The dog has refused to move an inch from the location and simply stares downhill at the long stretch for his owner.
The light-brown dog discovered in chilly Nagano prefecture was first spotted by a local couple on December 4 while they were out driving. The couple, both in their 70s, were driving along the high mountain road when they spotted the sad-looking dog standing in an open section of land near the roadside, facing down the sloping path.
The dog is said to be of muscular build and was believed to have been kept as a hunting dog, though now clearly malnourished and having been exposed to the elements for so long he is started looking rather worse for wear.

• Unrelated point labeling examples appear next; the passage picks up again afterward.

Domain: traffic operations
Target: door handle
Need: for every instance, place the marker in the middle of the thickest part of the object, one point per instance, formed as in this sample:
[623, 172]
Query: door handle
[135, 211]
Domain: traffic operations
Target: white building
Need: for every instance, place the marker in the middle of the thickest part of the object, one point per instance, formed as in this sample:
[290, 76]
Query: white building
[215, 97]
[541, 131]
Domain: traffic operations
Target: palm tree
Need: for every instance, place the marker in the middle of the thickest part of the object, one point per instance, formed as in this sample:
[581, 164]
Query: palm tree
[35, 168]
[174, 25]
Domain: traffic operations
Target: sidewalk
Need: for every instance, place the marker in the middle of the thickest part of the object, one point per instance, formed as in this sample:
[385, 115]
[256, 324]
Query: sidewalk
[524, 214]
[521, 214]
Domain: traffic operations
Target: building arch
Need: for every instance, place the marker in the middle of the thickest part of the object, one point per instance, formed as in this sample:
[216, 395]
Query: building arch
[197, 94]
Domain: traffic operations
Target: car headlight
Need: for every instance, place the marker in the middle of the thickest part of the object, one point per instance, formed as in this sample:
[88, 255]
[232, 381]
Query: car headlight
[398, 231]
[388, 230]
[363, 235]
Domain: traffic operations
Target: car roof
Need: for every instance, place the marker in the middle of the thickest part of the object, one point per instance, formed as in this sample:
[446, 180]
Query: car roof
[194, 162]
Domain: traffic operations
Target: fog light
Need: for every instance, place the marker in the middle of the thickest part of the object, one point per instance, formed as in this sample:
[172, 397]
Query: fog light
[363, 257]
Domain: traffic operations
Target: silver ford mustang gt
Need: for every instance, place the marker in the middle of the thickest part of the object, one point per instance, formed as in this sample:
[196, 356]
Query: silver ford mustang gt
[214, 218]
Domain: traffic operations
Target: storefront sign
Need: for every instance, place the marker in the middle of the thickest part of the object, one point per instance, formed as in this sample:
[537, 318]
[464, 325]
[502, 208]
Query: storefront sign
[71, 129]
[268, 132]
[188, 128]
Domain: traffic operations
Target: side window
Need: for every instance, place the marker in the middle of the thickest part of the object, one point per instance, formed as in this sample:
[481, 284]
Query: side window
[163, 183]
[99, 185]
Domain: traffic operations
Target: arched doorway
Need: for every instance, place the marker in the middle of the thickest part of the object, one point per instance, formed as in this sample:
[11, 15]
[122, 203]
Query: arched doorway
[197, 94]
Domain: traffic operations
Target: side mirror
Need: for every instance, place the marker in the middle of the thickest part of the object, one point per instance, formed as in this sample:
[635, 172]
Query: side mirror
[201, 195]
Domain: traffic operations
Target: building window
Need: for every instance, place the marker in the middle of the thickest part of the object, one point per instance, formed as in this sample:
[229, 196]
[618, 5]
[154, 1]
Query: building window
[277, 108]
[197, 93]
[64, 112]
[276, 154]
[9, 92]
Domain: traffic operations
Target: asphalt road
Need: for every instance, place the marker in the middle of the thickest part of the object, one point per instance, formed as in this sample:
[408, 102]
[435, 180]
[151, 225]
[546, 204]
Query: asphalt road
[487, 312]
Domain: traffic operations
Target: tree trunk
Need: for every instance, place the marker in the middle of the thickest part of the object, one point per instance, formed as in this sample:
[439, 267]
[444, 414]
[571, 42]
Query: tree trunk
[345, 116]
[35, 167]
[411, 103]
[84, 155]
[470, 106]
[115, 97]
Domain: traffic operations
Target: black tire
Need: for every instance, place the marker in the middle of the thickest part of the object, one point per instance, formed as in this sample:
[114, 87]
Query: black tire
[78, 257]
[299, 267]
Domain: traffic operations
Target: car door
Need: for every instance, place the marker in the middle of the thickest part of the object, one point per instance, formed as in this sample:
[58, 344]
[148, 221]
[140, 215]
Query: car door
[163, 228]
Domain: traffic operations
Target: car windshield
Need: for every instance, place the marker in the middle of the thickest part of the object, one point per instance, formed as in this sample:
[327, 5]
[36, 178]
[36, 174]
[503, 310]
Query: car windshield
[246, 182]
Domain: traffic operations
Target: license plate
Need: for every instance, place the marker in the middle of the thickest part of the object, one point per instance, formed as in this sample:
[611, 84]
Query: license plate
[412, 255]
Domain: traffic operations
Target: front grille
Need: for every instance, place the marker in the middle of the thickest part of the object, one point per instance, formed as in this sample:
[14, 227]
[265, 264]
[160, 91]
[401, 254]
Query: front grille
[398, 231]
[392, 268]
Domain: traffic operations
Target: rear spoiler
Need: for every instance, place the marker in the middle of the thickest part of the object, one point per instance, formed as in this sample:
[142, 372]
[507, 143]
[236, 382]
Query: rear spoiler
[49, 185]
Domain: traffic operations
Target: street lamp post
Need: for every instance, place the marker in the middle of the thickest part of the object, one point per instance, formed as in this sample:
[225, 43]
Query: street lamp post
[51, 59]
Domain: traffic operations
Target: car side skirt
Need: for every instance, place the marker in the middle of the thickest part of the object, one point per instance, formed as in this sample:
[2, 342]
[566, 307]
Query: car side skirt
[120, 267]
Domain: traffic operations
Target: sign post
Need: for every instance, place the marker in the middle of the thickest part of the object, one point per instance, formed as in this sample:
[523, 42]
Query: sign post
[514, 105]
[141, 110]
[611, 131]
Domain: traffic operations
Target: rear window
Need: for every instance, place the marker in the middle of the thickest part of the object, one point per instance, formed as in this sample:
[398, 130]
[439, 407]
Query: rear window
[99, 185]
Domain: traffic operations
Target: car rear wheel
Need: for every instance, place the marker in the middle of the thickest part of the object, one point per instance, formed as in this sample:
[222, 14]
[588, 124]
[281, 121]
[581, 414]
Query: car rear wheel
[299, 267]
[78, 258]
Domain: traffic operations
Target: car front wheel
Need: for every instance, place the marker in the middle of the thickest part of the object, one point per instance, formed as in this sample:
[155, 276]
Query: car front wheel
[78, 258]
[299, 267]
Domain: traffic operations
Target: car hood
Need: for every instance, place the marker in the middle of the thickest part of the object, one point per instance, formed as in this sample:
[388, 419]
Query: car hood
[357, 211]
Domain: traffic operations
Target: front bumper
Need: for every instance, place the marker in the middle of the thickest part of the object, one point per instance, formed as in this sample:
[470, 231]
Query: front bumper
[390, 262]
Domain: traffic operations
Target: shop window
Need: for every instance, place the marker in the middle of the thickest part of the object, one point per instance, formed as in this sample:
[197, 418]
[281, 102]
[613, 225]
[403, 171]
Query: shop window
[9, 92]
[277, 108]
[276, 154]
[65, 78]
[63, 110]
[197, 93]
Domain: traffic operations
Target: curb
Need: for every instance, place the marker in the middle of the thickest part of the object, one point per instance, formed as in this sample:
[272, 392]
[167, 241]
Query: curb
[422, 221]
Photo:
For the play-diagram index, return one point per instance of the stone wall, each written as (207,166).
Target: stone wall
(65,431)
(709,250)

“He may have strayed too far from his master,” commented the couple who first sighted the pooch, “but if he’s simply been abandoned, wait as he might his master almost definitely isn’t coming back. I feel so sorry for him; he must be hungry.”
More than seven days later, apart from having turned to brace against the bitterly cold wind, the dog has remained in the same spot and is seemingly still awaiting his owner’s return.

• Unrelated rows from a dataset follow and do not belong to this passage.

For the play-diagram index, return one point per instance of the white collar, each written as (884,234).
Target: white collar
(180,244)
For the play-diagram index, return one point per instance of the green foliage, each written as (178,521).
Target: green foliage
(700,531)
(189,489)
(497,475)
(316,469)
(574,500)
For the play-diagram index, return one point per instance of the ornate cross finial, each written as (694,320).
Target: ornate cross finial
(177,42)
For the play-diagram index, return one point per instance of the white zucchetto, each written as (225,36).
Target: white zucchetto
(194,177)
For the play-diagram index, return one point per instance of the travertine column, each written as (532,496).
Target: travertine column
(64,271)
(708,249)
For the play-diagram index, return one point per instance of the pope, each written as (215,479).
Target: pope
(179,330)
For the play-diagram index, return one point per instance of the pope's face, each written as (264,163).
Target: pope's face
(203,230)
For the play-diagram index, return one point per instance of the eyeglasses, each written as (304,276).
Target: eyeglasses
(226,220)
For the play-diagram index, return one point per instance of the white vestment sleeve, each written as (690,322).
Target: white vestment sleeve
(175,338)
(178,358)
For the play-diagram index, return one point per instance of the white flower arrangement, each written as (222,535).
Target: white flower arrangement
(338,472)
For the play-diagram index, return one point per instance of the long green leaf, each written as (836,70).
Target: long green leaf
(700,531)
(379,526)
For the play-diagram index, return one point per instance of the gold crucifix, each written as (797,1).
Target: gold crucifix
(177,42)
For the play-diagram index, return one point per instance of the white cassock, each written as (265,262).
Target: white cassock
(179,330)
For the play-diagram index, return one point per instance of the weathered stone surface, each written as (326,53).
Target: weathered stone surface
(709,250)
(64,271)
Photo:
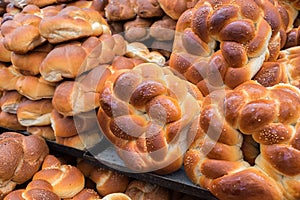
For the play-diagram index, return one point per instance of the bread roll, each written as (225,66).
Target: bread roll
(146,118)
(63,126)
(22,156)
(139,190)
(66,180)
(213,51)
(5,53)
(22,33)
(29,63)
(34,88)
(149,9)
(43,131)
(10,101)
(11,74)
(73,23)
(263,166)
(116,196)
(86,194)
(106,181)
(117,10)
(37,189)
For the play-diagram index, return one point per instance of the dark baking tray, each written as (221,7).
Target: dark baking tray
(177,181)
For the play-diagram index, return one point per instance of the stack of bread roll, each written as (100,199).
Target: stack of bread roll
(149,21)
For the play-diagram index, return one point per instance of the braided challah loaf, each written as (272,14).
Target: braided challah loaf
(229,39)
(249,147)
(150,115)
(21,157)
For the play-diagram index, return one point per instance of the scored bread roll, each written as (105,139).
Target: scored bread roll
(140,190)
(21,34)
(11,74)
(86,194)
(73,59)
(5,55)
(37,189)
(29,63)
(66,180)
(34,88)
(63,126)
(145,112)
(106,181)
(35,113)
(21,156)
(43,131)
(10,121)
(117,10)
(73,23)
(116,196)
(10,101)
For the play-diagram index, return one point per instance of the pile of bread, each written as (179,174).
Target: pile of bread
(213,86)
(29,171)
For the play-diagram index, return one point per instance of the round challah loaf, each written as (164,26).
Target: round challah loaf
(21,157)
(249,145)
(150,115)
(229,39)
(37,189)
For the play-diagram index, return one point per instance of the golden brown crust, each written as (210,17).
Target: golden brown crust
(66,180)
(77,23)
(229,40)
(142,190)
(146,116)
(261,156)
(35,113)
(22,157)
(37,189)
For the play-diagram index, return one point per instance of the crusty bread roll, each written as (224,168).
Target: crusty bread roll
(21,34)
(117,10)
(163,29)
(82,141)
(66,180)
(35,113)
(73,23)
(5,53)
(145,114)
(63,126)
(73,59)
(37,189)
(86,194)
(139,190)
(137,30)
(10,121)
(116,196)
(35,88)
(269,166)
(214,51)
(21,156)
(11,74)
(10,101)
(43,131)
(106,181)
(71,98)
(175,8)
(149,9)
(29,63)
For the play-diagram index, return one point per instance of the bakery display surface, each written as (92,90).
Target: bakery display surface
(186,99)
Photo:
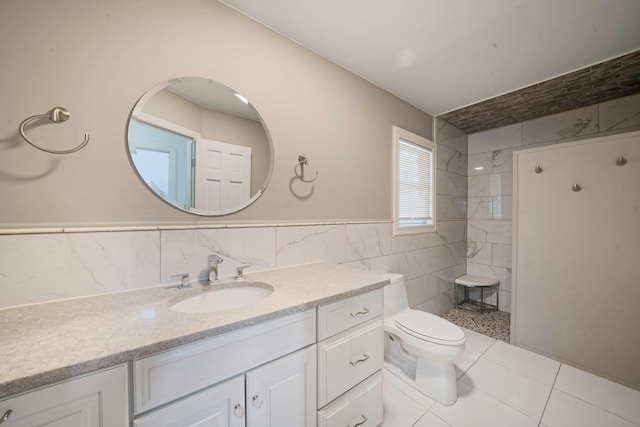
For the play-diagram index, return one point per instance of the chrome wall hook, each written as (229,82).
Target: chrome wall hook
(302,162)
(57,115)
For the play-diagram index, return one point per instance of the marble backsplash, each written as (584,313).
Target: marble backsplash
(490,177)
(43,267)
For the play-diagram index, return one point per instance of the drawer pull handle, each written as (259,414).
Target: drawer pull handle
(256,401)
(238,411)
(5,417)
(364,420)
(364,359)
(365,311)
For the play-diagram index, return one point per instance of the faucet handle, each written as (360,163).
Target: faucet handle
(240,269)
(184,280)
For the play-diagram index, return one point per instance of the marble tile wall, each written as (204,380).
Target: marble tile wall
(42,267)
(490,177)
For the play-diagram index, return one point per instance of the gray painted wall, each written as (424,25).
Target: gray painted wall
(96,58)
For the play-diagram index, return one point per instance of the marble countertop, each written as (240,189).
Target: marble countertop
(49,342)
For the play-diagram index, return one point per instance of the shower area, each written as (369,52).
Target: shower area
(576,254)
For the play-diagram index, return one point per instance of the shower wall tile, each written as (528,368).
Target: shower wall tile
(412,242)
(450,137)
(479,252)
(579,122)
(489,231)
(501,255)
(620,113)
(504,304)
(187,251)
(422,289)
(480,208)
(367,240)
(502,207)
(45,267)
(303,244)
(451,207)
(452,231)
(502,160)
(451,160)
(451,184)
(495,139)
(479,186)
(501,184)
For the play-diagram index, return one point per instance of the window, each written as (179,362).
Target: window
(413,183)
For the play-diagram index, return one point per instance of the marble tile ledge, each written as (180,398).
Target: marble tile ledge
(164,227)
(50,342)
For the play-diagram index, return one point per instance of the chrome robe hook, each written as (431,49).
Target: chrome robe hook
(302,162)
(57,115)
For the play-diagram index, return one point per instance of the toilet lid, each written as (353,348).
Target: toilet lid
(429,327)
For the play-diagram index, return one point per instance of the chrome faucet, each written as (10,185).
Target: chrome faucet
(214,260)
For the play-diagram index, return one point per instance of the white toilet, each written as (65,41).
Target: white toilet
(420,347)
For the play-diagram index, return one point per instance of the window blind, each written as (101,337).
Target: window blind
(415,176)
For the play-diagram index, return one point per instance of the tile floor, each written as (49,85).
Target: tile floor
(496,324)
(503,385)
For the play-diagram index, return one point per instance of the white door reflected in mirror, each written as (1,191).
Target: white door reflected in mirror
(199,146)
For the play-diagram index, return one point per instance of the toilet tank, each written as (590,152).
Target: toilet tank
(395,295)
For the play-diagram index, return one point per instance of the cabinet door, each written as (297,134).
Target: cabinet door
(282,393)
(95,400)
(218,406)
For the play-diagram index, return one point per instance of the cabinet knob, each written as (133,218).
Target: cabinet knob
(238,410)
(365,311)
(256,401)
(5,417)
(364,420)
(363,359)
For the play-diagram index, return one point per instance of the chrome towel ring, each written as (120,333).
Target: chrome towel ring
(302,162)
(57,115)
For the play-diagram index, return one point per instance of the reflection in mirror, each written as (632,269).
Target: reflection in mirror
(200,146)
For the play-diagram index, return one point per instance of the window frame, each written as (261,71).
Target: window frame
(399,135)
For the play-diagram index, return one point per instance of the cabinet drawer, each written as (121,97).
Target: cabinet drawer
(170,375)
(361,406)
(348,358)
(342,315)
(221,405)
(98,399)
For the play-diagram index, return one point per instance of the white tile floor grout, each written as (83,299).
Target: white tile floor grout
(503,385)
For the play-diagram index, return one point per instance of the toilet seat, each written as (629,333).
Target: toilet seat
(428,327)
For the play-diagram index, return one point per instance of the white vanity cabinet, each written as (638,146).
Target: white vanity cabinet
(94,400)
(262,375)
(283,392)
(350,359)
(219,406)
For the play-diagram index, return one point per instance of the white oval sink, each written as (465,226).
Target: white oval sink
(224,298)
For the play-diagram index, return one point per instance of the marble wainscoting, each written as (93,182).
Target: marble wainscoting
(50,266)
(490,177)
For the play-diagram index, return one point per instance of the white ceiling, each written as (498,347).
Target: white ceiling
(441,55)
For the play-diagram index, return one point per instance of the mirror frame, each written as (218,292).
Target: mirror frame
(137,108)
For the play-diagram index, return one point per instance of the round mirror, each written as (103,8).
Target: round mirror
(200,146)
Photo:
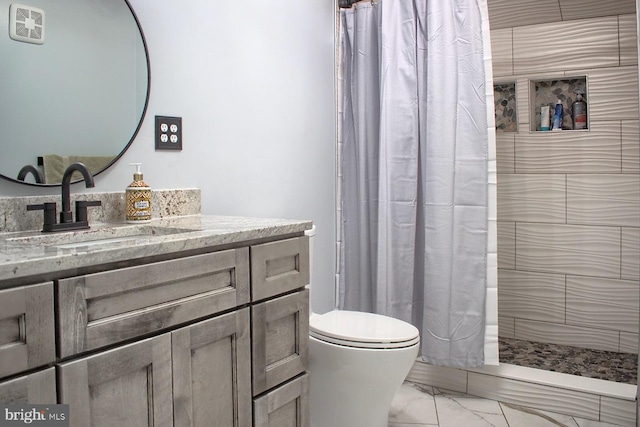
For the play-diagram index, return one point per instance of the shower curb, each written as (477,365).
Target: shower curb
(587,398)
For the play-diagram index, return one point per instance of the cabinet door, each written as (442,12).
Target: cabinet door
(27,337)
(211,372)
(125,386)
(286,406)
(100,309)
(279,267)
(280,340)
(36,388)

Quite why no one has picked the pooch up and taken him somewhere safe and warm, we have no idea. We’ll be sure to bring you more information about this sad but infinitely dutiful dog as soon as it emerges.

A movie was made in 2009 of a dog named  Hachikō which waited for his master every day outside Tokyo’s Shibuya station for an incredible nine years after his death. The dog would go to meet his master Hidesaburo Ueno coming home from work at the same time each day for years, but after Ueno suffered a stroke and died, his dog continued to return to the station daily until his own death nine years later, much to the sorrow of local residents and station staff who grew to love and pity him. Visitors to the station today can see a memorial statue of the faithful pooch standing outside the entrance closest to the famous “scramble” street crossing, appropriately named the “Hachiko exit”.